Photo capture d’écran YouTube
Dans sa réponse courriel, M. L’Abbé souligne que sa firme « fut approchée, comme tout professionnel du multimédia, par des clients œuvrant dans le divertissement ». Il souligne que le terme « pornographie » est inexact et qu’il faudrait plutôt parler d’un travail dans le « milieu de l’érotisme et du divertissement artistique ». Il souligne que l’opérateur du site a abandonné le projet Goldenstrippers environ un an plus tard. Il ne nomme pas l’opérateur et ne répond pas à nos questions à savoir s’il était bel et bien le producteur du site, comme il le soutient dans l’entrevue.
Démêlé judiciaire
Dans un tout autre dossier qui n’est pas connexe, L’Œil Régional a aussi constaté qu’en mars 2023, Stéphane L’Abbé a fait l’objet d’une procédure en vertu de l’article 810 du Code criminel, une disposition permettant d’imposer des conditions à une personne lorsque l’on craint qu’elle puisse troubler la paix ou poser un geste de violence. Selon le gouvernement du Québec, via le site web quebec.ca, une telle mesure préventive peut être utilisée pour éviter une condamnation formelle et peut être ordonnée par un juge même lorsqu’un crime n’a pas été commis.
Au moment d’écrire ces lignes, le journal n’avait pas obtenu une copie des documents de la cour, mais une demande a été déposée au palais de justice de Saint-Hyacinthe et les délais peuvent s’étirer sur plusieurs semaines en raison de l’archivage du dossier. Le plumitif permet toutefois de noter que l’affaire a été ouverte à la suite d’une intervention de la Régie intermunicipale de police Richelieu–Saint-Laurent. Cette intervention a mené à plusieurs comparutions entre mars 2023 et mars 2024. Selon le plumitif, M. L’Abbé est demeuré en liberté tout au long du processus, représenté par un avocat. Le 1er mars 2024, le dossier a été rayé, ce qui signifie que la cour a mis fin à la procédure sans qu’aucune condamnation ne soit inscrite.

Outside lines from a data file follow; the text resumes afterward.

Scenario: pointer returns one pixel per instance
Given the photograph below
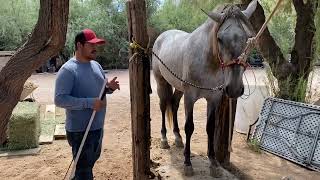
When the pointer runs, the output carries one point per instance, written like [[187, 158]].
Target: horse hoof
[[215, 172], [188, 170], [179, 143], [164, 145]]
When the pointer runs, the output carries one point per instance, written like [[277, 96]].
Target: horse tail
[[169, 114]]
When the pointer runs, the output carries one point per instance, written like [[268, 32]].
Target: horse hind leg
[[175, 106], [215, 169], [164, 90]]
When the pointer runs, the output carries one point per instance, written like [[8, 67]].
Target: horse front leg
[[189, 128], [215, 170], [175, 106]]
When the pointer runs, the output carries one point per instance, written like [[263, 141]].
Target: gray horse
[[207, 57]]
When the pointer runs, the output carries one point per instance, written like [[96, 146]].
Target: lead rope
[[230, 126]]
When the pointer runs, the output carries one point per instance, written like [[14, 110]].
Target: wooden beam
[[139, 71]]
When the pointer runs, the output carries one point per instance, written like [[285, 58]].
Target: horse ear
[[250, 9], [217, 17]]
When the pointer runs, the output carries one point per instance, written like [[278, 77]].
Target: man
[[78, 85]]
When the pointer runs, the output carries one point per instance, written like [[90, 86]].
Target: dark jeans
[[90, 152]]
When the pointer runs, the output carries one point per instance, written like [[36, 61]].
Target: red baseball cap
[[91, 37]]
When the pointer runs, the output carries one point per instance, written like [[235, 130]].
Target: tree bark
[[280, 67], [304, 47], [45, 41], [140, 89]]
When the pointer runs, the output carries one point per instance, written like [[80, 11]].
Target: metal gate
[[290, 130]]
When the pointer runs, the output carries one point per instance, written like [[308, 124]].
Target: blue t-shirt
[[78, 84]]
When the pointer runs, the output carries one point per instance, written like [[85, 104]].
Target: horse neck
[[204, 37]]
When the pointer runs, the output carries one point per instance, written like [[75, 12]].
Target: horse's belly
[[171, 79]]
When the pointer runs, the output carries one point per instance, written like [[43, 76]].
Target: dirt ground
[[116, 160]]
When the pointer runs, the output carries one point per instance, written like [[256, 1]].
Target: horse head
[[230, 35]]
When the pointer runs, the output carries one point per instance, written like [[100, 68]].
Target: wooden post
[[221, 137], [139, 71]]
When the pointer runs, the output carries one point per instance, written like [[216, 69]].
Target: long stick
[[86, 133]]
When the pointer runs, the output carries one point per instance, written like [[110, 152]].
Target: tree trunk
[[280, 67], [222, 135], [47, 38], [140, 89], [304, 47]]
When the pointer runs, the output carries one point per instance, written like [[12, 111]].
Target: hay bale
[[28, 88], [24, 126]]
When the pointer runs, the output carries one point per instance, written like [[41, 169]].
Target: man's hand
[[98, 104], [113, 84]]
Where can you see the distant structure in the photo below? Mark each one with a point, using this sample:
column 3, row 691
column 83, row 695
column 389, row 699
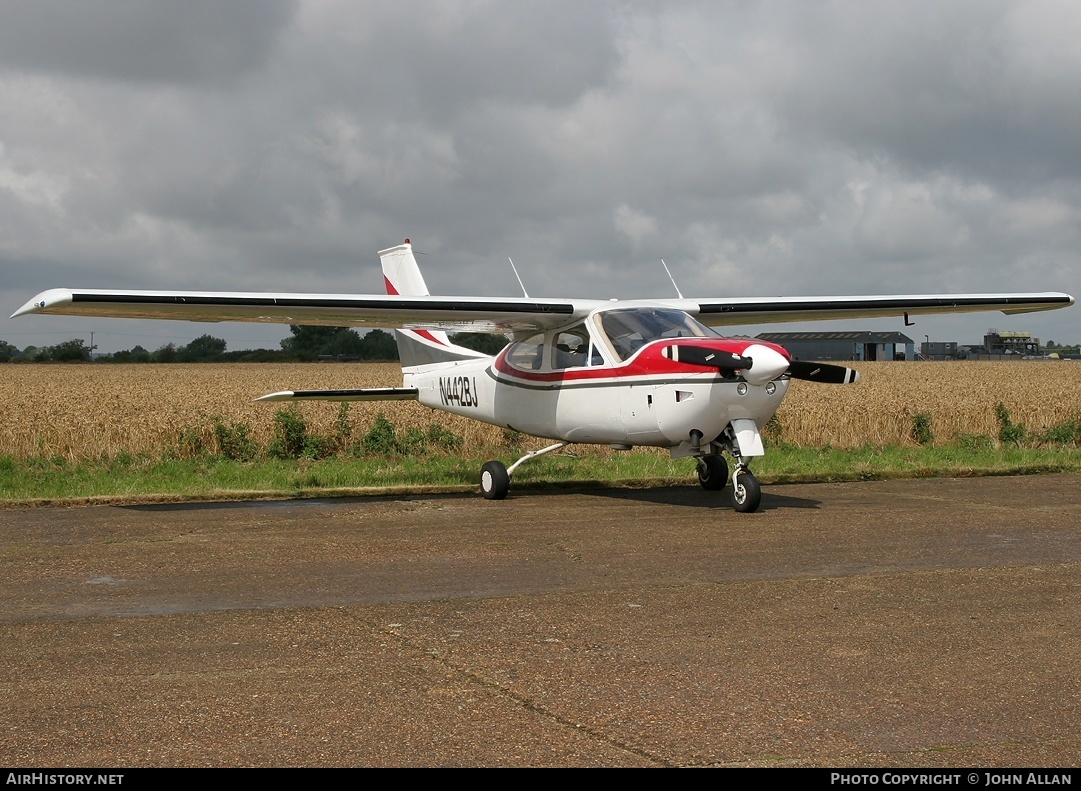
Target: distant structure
column 941, row 350
column 1003, row 345
column 844, row 346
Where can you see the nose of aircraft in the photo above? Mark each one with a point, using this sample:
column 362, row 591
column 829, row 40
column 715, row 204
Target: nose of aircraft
column 766, row 366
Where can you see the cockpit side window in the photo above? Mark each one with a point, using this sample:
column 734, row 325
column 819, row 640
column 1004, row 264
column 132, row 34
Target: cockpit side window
column 630, row 330
column 528, row 354
column 571, row 348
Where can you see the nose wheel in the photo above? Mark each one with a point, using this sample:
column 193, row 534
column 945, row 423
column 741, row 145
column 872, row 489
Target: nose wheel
column 746, row 492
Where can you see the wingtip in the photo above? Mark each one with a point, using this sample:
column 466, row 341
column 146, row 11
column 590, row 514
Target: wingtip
column 43, row 300
column 280, row 396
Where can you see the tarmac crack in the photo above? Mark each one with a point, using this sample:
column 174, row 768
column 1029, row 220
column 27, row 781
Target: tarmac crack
column 522, row 700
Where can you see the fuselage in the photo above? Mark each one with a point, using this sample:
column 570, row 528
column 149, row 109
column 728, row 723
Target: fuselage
column 591, row 383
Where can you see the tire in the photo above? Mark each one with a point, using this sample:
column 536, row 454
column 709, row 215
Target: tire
column 494, row 481
column 747, row 493
column 712, row 472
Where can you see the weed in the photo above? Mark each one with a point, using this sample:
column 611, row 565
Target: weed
column 974, row 443
column 381, row 439
column 234, row 440
column 921, row 428
column 1009, row 433
column 443, row 438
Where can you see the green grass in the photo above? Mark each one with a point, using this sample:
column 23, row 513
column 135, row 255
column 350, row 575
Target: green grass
column 128, row 479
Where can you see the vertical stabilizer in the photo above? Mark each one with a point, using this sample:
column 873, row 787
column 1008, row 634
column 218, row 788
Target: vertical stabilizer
column 416, row 347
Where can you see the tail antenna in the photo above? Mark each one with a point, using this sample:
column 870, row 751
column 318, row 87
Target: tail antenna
column 515, row 269
column 671, row 279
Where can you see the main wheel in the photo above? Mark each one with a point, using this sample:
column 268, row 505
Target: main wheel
column 494, row 481
column 747, row 493
column 712, row 472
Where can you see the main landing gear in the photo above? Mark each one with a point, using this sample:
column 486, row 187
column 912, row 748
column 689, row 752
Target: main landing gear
column 495, row 477
column 714, row 477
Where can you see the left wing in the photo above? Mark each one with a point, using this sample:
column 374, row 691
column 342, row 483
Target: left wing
column 363, row 310
column 370, row 393
column 502, row 314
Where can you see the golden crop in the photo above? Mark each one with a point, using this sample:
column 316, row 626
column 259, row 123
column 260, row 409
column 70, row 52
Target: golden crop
column 83, row 412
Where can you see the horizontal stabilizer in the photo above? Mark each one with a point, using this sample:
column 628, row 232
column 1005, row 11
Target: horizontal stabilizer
column 371, row 393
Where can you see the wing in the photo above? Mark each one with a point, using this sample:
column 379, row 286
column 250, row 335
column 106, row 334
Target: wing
column 361, row 310
column 372, row 393
column 503, row 314
column 772, row 310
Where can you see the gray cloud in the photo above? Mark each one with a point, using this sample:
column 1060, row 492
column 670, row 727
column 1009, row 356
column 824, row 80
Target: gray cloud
column 759, row 149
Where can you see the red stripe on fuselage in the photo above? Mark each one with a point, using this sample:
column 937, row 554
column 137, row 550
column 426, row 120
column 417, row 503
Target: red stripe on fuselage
column 646, row 361
column 422, row 333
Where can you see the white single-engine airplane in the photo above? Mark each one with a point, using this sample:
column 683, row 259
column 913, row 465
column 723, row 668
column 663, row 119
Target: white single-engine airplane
column 643, row 372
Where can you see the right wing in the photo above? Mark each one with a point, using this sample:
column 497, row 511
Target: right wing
column 772, row 310
column 361, row 310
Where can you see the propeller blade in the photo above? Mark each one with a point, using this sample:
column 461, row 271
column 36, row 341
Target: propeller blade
column 823, row 372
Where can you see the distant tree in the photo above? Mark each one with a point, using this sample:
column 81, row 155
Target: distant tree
column 74, row 350
column 345, row 342
column 205, row 347
column 136, row 353
column 8, row 352
column 484, row 343
column 378, row 345
column 307, row 342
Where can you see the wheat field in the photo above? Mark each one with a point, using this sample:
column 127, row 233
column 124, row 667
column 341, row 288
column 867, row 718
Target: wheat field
column 87, row 412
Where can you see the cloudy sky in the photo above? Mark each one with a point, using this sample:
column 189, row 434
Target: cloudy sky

Dans son courriel, M. L’Abbé se décrit comme une victime dans ce dossier qui relève « de sa vie personnelle ». Il souligne que le dossier a été « rayé » par la Couronne, « ce qui indique clairement l’absence de fondement à cette plainte ». Toutefois, selon nos recherches, le fait qu’un dossier 810 soit rayé ne veut pas dire qu’une plainte soit fondée ou pas, mais plutôt qu’une procédure judiciaire est terminée.
Autres réserves soulevées
Le candidat à la mairie d’Otterburn Park a également été critiqué pour une publication sur les réseaux sociaux. Au début du mois, M. L’Abbé a publié une vidéo à saveur électorale tournée dans le Boisé des bosquets Albert-Hudon, à Otterburn Park, afin de commenter la récente acquisition du parc par la Ville. Or, le site est fermé au public depuis le 3 mai 2024, comme l’indiquent clairement les affiches installées sur place. M. L’Abbé a justifié sa vidéo par le fait que le site « est visité quotidiennement par des dizaines de citoyens depuis sa “fermeture” ainsi que son acquisition » et qu’il avait croisé des dizaines de citoyens à l’entrée du site.

Stéphane L’Abbé a tourné une vidéo dans les sentiers du Boisé des bosquets Albert-Hudon alors que le site est interdit aux marcheurs depuis mai 2024.
Photo capture d’écran Facebook
Par ailleurs, des citoyens ont soulevé à L’Œil Régional et sur les réseaux sociaux que les dépliants électoraux des candidats indépendants associés à l’équipe de M. L’Abbé ont été imprimés en Ontario, comme en témoignent les mentions sur le matériel. Et ce, même si le dépliant met de l’avant une promesse de « favoriser une économie locale ».
Dans son courriel, le candidat répond avoir eu recours à « VistaPrint pour sa rapidité, sa qualité, son engagement durable, ses outils de création gratuits et son coût, ce qui est à l’image de notre campagne : minimiser les dépenses qui seraient refilées aux citoyens ».